FCA Proposes Simpler UK Investment Cost Disclosures
The Financial Conduct Authority proposed changes on 2 July to simplify how UK platforms, advisers and wealth managers communicate the costs of investing.
The proposal would align investment cost disclosures with the Consumer Composite Investments regime and require distributors to present their own costs alongside product costs when selling investments. The FCA said firms would also need to account regularly for the total cost of investing, including disclosures around fees and interest paid on client cash.
The regulator said its review of current pre-sale disclosure documents found that only a small share were written in plain English.
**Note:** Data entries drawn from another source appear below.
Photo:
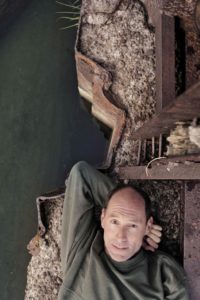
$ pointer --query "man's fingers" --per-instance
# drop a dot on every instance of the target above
(152, 243)
(156, 227)
(156, 232)
(154, 237)
(148, 247)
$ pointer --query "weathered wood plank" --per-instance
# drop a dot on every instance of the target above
(192, 238)
(183, 108)
(162, 172)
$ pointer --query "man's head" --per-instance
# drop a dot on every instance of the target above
(125, 220)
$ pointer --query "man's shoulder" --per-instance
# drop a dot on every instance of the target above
(164, 259)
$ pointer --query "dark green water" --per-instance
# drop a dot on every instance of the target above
(43, 130)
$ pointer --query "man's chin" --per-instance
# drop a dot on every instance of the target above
(117, 256)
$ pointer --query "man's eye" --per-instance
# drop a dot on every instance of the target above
(133, 225)
(113, 221)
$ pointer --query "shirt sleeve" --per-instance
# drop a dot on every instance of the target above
(85, 188)
(174, 280)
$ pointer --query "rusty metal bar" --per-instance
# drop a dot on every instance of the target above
(139, 152)
(145, 149)
(160, 145)
(183, 108)
(192, 237)
(153, 147)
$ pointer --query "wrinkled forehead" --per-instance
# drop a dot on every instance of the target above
(127, 199)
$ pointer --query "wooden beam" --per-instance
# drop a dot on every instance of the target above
(171, 171)
(183, 108)
(165, 52)
(192, 237)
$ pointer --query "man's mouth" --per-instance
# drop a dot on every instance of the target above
(119, 247)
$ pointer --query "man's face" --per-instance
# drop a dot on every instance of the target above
(124, 223)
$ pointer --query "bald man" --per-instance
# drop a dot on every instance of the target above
(109, 263)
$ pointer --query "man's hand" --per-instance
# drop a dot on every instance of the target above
(153, 238)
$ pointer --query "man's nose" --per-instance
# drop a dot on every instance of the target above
(121, 234)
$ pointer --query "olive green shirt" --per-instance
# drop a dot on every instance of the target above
(89, 273)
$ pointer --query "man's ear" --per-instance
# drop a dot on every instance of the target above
(149, 225)
(102, 217)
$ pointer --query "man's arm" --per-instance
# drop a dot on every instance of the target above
(86, 188)
(174, 280)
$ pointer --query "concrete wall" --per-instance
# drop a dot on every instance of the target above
(43, 130)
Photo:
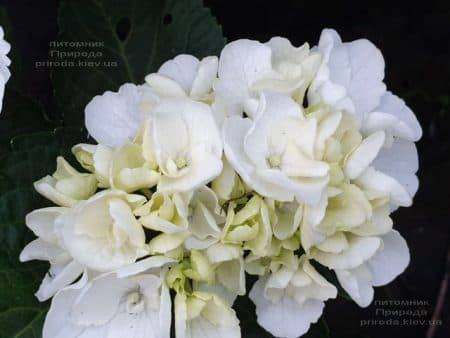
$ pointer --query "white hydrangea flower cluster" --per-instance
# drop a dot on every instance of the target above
(272, 160)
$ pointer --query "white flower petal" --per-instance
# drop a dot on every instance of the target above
(286, 318)
(241, 64)
(207, 73)
(358, 66)
(394, 116)
(364, 154)
(359, 251)
(390, 260)
(58, 280)
(182, 69)
(358, 284)
(144, 265)
(112, 119)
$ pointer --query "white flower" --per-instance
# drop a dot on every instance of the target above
(289, 300)
(49, 247)
(102, 233)
(204, 315)
(113, 119)
(66, 186)
(185, 76)
(351, 79)
(247, 67)
(390, 260)
(110, 306)
(5, 47)
(185, 143)
(275, 153)
(351, 75)
(208, 233)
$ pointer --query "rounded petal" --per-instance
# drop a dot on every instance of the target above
(400, 162)
(286, 318)
(394, 116)
(359, 67)
(182, 69)
(363, 155)
(112, 119)
(58, 279)
(207, 73)
(359, 251)
(390, 260)
(241, 63)
(358, 284)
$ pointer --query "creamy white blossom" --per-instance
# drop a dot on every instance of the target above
(274, 153)
(102, 232)
(49, 246)
(185, 75)
(114, 118)
(273, 160)
(111, 306)
(248, 67)
(204, 315)
(66, 186)
(185, 143)
(290, 299)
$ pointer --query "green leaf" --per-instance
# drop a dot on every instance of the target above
(34, 155)
(17, 76)
(20, 115)
(245, 310)
(123, 40)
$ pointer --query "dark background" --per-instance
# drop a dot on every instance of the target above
(415, 41)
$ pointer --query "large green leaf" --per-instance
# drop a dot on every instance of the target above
(33, 156)
(124, 40)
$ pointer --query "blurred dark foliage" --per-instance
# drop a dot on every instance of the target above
(414, 38)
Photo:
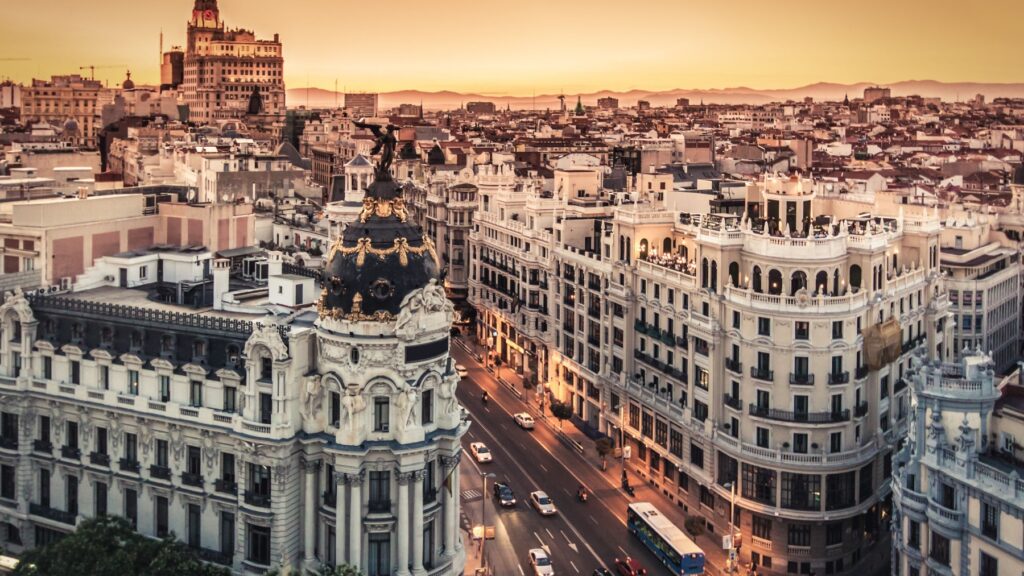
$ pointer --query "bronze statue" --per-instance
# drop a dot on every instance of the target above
(386, 142)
The consultation is open until 21 August 2026, while the broader CCI rules are due to apply from June 2027.
Why it matters
Cost disclosure directly affects how traders and long-term investors compare platforms, funds and advised services. Clearer presentation of product costs, distribution costs, advice charges and client-cash treatment could make broker and platform comparisons less dependent on dense documents that many customers never fully parse.
For brokers and platforms, the proposal may require changes to account pages, order journeys, pre-sale documents and periodic reporting.
What to watch next
Watch for responses from UK investment platforms, wealth managers, fund groups and consumer bodies before the 21 August deadline. The final rules will matter most where firms combine product charges, platform fees, advisory costs and cash-interest practices in one customer journey.